Grzybowe zagłębie powiatu
Genowefa Borzymowska: - Warszawiacy już tak chętnie tu nie przyjeżdżają. Wolą kupić grzyby na bazarze

WARSZAWIAK KUPI NA BAZARZE

W gminie Wielbark grzyby zbierają wszyscy – od wójta po zwykłych mieszkańców. Rejon ten słynie z bogactwa runa leśnego nie tylko w powiecie szczycieńskim. Po kilku ostatnich „chudych” latach, ten sezon zapowiada się bardzo obiecująco. Grzybiarzy można podzielić na dwie grupy. Jedni traktują wyprawy do lasu jako sposób na relaks i okazję do bezpośredniego kontaktu z przyrodą. Drudzy chodzą na grzyby po to, by zasilić domowe budżety w dodatkową gotówkę. Nie jest to jednak łatwy zarobek. – Do lasu wyruszyłam już o 6.30 – mówi Genowefa Borzymowska z Wielbarka. W ciągu 2,5 godzin udało się jej zebrać m.in. wiele dorodnych okazów podgrzybków.

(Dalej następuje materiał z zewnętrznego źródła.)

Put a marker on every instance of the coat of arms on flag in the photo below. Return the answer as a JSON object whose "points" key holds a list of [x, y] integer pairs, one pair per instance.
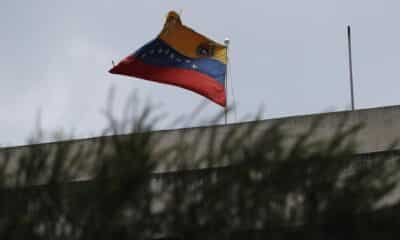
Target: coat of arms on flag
{"points": [[182, 57]]}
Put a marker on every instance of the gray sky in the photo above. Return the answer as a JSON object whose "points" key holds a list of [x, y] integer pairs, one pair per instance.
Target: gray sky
{"points": [[289, 56]]}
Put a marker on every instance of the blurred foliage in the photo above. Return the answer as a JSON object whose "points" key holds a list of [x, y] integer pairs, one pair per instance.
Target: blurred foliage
{"points": [[244, 181]]}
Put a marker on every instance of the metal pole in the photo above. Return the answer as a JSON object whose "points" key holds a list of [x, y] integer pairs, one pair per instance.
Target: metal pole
{"points": [[350, 67], [226, 41]]}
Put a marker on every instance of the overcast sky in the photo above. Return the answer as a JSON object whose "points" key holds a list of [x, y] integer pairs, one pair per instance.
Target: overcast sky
{"points": [[289, 56]]}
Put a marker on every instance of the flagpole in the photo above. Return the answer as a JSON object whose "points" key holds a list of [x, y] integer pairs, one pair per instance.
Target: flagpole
{"points": [[350, 67], [226, 41]]}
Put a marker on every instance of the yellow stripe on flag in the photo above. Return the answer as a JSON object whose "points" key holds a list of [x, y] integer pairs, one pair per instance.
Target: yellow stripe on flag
{"points": [[186, 41]]}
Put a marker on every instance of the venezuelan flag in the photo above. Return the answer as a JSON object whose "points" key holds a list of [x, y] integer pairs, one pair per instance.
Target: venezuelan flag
{"points": [[182, 57]]}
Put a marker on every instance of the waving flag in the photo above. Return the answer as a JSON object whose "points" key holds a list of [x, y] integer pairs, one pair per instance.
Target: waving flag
{"points": [[182, 57]]}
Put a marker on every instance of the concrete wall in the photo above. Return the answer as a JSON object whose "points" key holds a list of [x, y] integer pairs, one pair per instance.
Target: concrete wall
{"points": [[382, 128]]}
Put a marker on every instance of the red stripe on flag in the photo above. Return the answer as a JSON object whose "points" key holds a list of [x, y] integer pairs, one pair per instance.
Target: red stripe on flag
{"points": [[188, 79]]}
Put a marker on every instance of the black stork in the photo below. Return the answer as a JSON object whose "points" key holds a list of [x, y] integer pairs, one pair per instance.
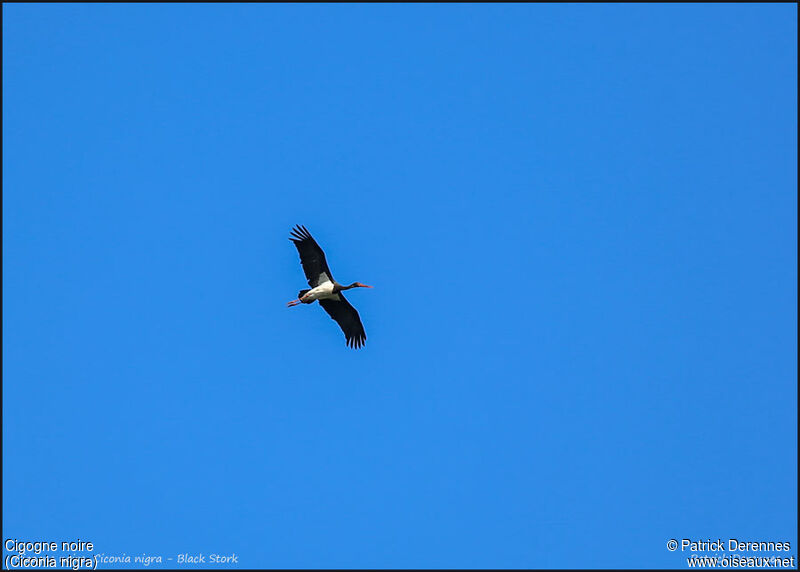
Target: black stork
{"points": [[325, 289]]}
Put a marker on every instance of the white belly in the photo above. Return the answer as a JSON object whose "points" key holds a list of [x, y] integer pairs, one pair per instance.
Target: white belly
{"points": [[324, 290]]}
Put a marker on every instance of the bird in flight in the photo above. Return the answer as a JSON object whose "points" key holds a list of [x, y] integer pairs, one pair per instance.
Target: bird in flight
{"points": [[325, 289]]}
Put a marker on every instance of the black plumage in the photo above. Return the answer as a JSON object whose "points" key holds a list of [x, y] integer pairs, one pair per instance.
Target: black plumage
{"points": [[317, 273]]}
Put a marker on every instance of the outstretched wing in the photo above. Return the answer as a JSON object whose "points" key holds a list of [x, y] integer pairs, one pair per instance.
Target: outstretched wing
{"points": [[311, 257], [347, 318]]}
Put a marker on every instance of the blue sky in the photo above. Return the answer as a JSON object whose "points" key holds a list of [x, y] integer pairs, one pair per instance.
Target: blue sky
{"points": [[580, 222]]}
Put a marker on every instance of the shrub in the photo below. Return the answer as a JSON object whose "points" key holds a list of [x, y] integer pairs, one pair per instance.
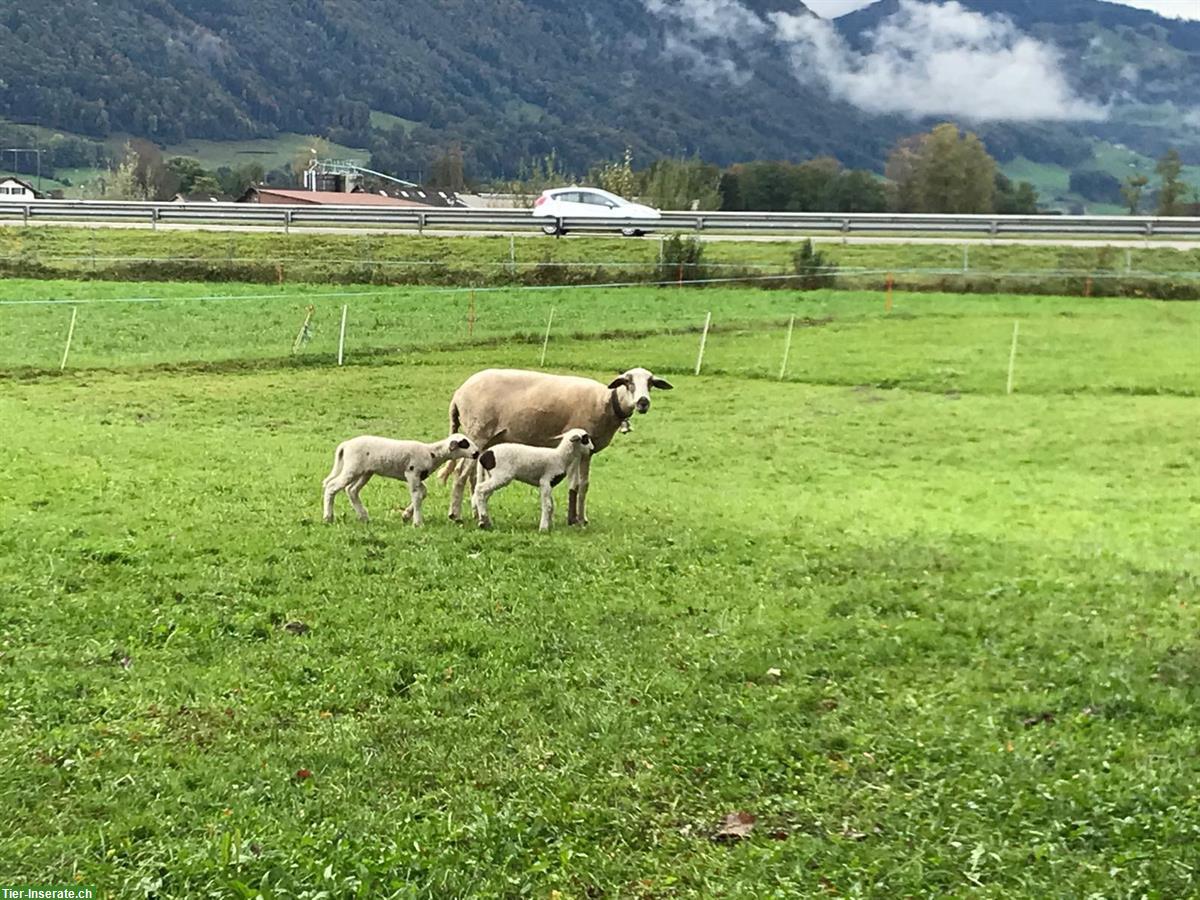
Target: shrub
{"points": [[682, 259], [816, 269]]}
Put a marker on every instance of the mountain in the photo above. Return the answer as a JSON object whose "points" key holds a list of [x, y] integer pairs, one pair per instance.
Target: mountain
{"points": [[514, 79], [1144, 69], [510, 78]]}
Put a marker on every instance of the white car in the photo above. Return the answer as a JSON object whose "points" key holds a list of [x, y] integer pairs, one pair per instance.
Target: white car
{"points": [[589, 203]]}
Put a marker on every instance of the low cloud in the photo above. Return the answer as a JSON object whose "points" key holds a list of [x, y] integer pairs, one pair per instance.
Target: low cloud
{"points": [[723, 19], [937, 59], [928, 59]]}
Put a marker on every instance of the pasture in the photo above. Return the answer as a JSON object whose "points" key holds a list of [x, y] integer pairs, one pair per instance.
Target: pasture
{"points": [[936, 639]]}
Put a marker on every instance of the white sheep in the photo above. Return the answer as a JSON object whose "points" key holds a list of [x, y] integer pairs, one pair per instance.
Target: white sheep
{"points": [[535, 407], [358, 459], [543, 467]]}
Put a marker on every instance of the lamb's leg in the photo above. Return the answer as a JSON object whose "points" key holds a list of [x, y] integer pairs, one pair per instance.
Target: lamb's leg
{"points": [[352, 491], [485, 489], [460, 484], [417, 487], [585, 469], [330, 487], [547, 505]]}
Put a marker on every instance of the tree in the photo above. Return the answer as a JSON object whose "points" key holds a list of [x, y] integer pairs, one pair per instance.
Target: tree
{"points": [[119, 183], [1096, 186], [447, 172], [1012, 199], [617, 177], [187, 171], [1132, 192], [857, 191], [1173, 190], [681, 184], [943, 171]]}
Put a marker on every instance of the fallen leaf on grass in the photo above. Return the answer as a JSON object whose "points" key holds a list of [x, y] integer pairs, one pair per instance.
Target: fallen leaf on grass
{"points": [[735, 827]]}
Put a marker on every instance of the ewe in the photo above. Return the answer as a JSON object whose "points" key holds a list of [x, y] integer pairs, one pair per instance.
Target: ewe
{"points": [[535, 408], [358, 459]]}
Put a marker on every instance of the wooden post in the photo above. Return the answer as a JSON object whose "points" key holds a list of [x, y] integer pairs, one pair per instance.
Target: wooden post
{"points": [[703, 341], [787, 348], [341, 336], [546, 340], [66, 349], [1012, 358]]}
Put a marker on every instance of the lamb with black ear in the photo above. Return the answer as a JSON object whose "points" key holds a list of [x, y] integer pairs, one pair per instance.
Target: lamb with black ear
{"points": [[358, 459], [535, 408], [544, 467]]}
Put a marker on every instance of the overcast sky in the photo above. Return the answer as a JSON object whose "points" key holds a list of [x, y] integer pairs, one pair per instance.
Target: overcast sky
{"points": [[1176, 9]]}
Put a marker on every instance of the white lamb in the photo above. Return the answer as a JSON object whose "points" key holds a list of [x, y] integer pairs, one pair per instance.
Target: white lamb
{"points": [[358, 459], [543, 467]]}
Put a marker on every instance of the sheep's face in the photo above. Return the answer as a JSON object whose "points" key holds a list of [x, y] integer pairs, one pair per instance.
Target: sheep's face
{"points": [[462, 448], [639, 382]]}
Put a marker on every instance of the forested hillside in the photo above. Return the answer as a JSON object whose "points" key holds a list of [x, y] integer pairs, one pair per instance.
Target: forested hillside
{"points": [[514, 79]]}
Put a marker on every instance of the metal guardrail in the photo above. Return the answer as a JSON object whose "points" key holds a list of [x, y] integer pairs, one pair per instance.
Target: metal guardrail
{"points": [[522, 220]]}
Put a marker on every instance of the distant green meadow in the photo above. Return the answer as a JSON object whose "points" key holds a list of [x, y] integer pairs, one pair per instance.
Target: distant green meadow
{"points": [[937, 640]]}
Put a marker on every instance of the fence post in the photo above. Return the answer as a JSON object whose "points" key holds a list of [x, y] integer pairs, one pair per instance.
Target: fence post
{"points": [[546, 339], [787, 348], [703, 341], [1012, 358], [341, 336], [66, 349]]}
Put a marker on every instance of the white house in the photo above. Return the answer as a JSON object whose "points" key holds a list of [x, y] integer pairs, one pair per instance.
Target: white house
{"points": [[13, 189]]}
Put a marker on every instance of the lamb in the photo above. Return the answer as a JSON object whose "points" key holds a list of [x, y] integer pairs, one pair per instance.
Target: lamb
{"points": [[358, 459], [534, 408], [539, 466]]}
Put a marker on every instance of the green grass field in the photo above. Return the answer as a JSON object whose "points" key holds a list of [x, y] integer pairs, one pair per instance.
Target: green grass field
{"points": [[939, 640], [126, 255]]}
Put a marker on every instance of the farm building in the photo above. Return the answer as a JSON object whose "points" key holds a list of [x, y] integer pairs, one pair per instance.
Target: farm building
{"points": [[12, 189]]}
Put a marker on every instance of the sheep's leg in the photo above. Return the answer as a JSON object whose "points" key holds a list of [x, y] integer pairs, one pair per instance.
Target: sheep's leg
{"points": [[547, 505], [460, 484], [484, 490], [352, 491], [417, 487], [583, 472], [330, 487], [573, 503]]}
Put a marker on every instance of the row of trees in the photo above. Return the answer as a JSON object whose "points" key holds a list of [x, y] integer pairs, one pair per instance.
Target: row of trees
{"points": [[943, 171]]}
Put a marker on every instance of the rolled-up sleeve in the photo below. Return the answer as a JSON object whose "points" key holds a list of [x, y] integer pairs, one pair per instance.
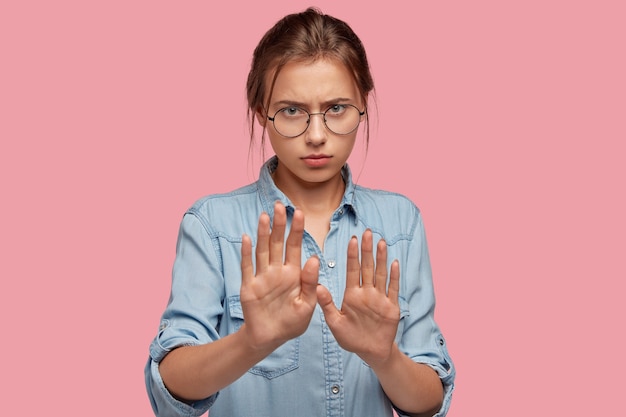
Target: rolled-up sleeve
{"points": [[422, 339], [192, 314]]}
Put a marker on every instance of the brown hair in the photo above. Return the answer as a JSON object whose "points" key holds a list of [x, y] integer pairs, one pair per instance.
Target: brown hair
{"points": [[305, 36]]}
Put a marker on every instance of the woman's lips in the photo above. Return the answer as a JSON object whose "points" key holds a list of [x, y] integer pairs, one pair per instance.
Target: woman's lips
{"points": [[316, 161]]}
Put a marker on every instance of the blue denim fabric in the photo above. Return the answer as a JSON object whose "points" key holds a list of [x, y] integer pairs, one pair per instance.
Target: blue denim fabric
{"points": [[310, 375]]}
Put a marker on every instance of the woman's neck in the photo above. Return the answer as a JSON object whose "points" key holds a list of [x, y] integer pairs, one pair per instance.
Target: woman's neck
{"points": [[314, 199]]}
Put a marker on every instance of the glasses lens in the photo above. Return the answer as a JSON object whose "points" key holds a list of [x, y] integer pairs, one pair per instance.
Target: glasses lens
{"points": [[291, 121], [342, 118]]}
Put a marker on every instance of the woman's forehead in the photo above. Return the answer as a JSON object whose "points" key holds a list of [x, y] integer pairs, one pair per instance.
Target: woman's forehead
{"points": [[314, 82]]}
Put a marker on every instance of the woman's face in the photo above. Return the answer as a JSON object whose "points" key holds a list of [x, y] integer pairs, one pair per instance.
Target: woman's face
{"points": [[318, 154]]}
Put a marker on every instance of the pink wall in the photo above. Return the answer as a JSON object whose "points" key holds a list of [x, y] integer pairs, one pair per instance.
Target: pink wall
{"points": [[504, 123]]}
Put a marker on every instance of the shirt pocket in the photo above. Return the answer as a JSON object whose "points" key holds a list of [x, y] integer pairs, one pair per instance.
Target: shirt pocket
{"points": [[284, 359]]}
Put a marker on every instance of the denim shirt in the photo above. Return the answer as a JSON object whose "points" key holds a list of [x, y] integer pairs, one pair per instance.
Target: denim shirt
{"points": [[310, 375]]}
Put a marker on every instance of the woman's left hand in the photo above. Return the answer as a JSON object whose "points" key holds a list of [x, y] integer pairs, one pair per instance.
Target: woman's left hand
{"points": [[369, 316]]}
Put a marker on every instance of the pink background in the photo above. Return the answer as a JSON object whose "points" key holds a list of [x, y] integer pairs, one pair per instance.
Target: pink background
{"points": [[504, 121]]}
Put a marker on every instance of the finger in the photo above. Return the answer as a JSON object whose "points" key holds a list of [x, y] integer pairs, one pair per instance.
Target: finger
{"points": [[309, 277], [247, 270], [381, 266], [325, 300], [277, 235], [262, 244], [394, 282], [353, 269], [294, 240], [367, 259]]}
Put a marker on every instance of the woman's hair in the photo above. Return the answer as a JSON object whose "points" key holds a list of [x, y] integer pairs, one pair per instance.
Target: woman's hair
{"points": [[306, 37]]}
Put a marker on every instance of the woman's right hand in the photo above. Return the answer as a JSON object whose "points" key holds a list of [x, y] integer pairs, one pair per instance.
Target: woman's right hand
{"points": [[278, 299]]}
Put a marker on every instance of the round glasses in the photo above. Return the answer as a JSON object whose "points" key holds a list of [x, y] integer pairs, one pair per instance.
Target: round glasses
{"points": [[341, 119]]}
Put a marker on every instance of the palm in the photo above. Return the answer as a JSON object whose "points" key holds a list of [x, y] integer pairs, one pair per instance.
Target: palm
{"points": [[369, 315], [278, 300]]}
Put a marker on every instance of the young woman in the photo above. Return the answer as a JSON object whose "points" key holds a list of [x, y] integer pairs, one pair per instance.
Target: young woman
{"points": [[302, 294]]}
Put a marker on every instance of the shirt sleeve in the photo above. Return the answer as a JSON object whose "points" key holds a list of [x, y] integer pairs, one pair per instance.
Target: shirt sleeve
{"points": [[192, 314], [422, 339]]}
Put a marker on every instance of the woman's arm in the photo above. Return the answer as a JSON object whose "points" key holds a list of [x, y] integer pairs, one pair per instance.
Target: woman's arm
{"points": [[278, 300], [370, 308]]}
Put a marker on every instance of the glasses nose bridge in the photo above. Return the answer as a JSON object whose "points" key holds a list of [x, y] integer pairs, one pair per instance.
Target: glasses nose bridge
{"points": [[323, 114]]}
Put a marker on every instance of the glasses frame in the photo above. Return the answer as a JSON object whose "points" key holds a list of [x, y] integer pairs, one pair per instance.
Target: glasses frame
{"points": [[308, 122]]}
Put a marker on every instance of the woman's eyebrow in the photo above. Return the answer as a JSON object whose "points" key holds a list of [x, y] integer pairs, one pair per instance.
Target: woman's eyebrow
{"points": [[287, 103]]}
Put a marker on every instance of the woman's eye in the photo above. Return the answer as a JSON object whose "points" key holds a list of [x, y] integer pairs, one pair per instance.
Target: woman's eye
{"points": [[336, 110], [291, 111]]}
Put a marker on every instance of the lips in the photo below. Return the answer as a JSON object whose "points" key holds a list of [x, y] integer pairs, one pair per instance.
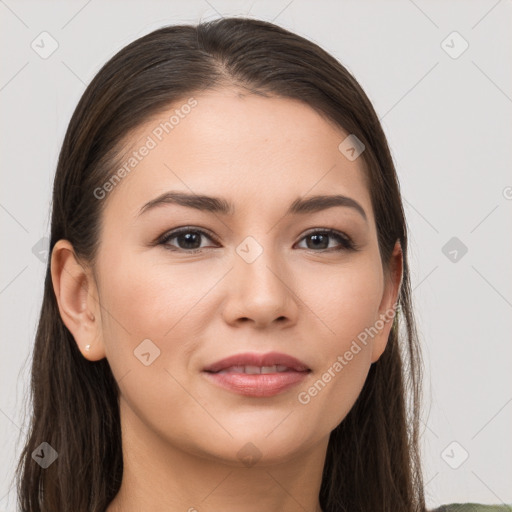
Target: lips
{"points": [[254, 363]]}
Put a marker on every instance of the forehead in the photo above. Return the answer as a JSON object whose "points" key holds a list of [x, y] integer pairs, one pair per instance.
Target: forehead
{"points": [[257, 152]]}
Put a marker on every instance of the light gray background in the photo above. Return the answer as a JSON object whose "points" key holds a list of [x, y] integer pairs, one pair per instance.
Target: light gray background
{"points": [[448, 124]]}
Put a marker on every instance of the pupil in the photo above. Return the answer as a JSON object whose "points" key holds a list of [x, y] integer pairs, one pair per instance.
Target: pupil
{"points": [[189, 238], [317, 237]]}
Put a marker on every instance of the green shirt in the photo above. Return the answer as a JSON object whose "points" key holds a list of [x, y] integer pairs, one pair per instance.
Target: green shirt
{"points": [[473, 507]]}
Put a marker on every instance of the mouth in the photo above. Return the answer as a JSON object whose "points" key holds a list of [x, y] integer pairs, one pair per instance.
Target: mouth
{"points": [[257, 375]]}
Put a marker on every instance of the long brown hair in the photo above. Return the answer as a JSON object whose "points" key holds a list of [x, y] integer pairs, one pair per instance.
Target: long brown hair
{"points": [[373, 456]]}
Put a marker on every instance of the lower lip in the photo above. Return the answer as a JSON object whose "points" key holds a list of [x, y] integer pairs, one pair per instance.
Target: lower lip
{"points": [[257, 385]]}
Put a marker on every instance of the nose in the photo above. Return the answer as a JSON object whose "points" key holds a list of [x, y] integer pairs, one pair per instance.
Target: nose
{"points": [[261, 292]]}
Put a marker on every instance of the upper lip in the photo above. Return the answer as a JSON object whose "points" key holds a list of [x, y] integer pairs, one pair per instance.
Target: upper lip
{"points": [[255, 359]]}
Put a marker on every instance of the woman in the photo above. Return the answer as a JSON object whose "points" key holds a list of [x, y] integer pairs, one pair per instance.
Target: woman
{"points": [[228, 279]]}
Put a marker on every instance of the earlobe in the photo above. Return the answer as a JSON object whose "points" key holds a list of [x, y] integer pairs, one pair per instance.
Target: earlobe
{"points": [[388, 307], [77, 298]]}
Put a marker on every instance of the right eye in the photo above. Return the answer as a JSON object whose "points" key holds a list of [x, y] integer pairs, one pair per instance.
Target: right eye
{"points": [[188, 240]]}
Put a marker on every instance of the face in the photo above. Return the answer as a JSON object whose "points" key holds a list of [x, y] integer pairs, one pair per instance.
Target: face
{"points": [[256, 279]]}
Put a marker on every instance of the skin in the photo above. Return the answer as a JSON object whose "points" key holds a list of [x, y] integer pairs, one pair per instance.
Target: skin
{"points": [[181, 434]]}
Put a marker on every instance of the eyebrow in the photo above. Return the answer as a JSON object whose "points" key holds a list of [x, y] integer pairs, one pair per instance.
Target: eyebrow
{"points": [[219, 205]]}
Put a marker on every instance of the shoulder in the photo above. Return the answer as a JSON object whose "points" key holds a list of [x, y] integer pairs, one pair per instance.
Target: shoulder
{"points": [[473, 507]]}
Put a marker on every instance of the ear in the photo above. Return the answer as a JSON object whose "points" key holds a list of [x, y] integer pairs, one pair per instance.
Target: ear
{"points": [[388, 305], [78, 300]]}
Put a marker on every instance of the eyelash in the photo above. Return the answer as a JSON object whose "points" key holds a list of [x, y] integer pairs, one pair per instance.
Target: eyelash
{"points": [[347, 244]]}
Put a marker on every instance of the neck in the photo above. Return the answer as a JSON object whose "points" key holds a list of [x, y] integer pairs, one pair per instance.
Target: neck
{"points": [[159, 476]]}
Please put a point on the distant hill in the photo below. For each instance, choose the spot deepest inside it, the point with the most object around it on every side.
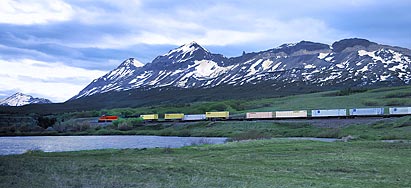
(20, 99)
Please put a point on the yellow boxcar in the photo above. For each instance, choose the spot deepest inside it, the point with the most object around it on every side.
(173, 116)
(291, 114)
(224, 114)
(149, 116)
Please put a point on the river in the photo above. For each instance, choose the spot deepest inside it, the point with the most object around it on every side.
(19, 145)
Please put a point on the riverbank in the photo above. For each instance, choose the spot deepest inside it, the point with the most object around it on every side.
(360, 128)
(261, 163)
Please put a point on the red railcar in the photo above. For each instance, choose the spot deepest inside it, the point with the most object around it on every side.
(107, 118)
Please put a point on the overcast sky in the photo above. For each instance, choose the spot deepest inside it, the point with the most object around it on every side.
(54, 48)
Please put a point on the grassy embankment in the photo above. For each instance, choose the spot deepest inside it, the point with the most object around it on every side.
(262, 163)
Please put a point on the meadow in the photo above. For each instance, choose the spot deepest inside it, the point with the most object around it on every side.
(258, 163)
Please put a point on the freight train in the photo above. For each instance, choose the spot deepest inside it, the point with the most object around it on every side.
(294, 114)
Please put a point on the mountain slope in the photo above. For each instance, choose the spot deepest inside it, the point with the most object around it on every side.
(346, 63)
(20, 99)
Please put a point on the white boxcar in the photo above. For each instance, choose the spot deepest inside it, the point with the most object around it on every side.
(400, 110)
(259, 115)
(194, 117)
(366, 111)
(329, 113)
(291, 114)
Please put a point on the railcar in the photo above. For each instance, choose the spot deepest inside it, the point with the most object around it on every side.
(367, 112)
(173, 116)
(151, 117)
(217, 115)
(291, 114)
(329, 113)
(107, 118)
(259, 115)
(194, 117)
(400, 110)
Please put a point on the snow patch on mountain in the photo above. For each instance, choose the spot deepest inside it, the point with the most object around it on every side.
(20, 99)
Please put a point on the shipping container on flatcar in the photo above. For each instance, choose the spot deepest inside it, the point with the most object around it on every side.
(173, 116)
(366, 111)
(223, 114)
(149, 116)
(107, 118)
(400, 110)
(259, 115)
(329, 113)
(194, 117)
(291, 114)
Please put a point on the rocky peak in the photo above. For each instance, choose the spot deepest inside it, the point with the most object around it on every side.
(341, 45)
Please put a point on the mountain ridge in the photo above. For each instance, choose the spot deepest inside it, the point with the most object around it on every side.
(349, 62)
(20, 99)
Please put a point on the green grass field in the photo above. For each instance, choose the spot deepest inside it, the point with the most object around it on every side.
(261, 163)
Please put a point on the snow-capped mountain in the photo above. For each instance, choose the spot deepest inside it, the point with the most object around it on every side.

Kobieta sprzedaje je przy drodze na Warszawę. Każdy grzyb starannie oczyszcza i delikatnie nacina kapelusze, by sprawdzić, czy przypadkiem nie są robaczywe. – Często kupują ode mnie ci sami ludzie. Gdybym sprzedała złe grzyby, straciłabym klientów – tłumaczy. Nie przeszkadza jej nawet padający przez cały czas deszcz. Pani Genowefa przyznaje, że dzięki zbieraniu runa leśnego może sobie dorobić do skromnego zasiłku, z którego się utrzymuje. – Dla przyjemności na pewno bym tu nie stała – mówi. W Wielbarku mieszka od 35 lat i mniej więcej od tego czasu chodzi na grzyby. Z jej obserwacji wynika, że popyt na nie słabnie. Zdaniem pani Genowefy, wpływ na to mają wysokie ceny paliwa. – Warszawiacy już tak chętnie tu nie przyjeżdżają. Wolą kupić grzyby na bazarze – zauważa kobieta. Sprzedawcy stojący przy drogach nie mogą liczyć na stały i pewny zarobek. – Raz się sprzeda, raz nie. Różnie to bywa, bo wszystko zależy od klienta – dodaje mieszkanka. Jeśli nie uda się jej sprzedać wszystkich grzybów, zabiera je do domu i przerabia na własne potrzeby, głównie susząc i marynując. – Nigdy nie zostawiam ich na następny dzień – podkreśla pani Genowefa.

 

 

Aby zapoznać się z pełną treścią artykułu zachęcamy
do wykupienia e-prenumeraty.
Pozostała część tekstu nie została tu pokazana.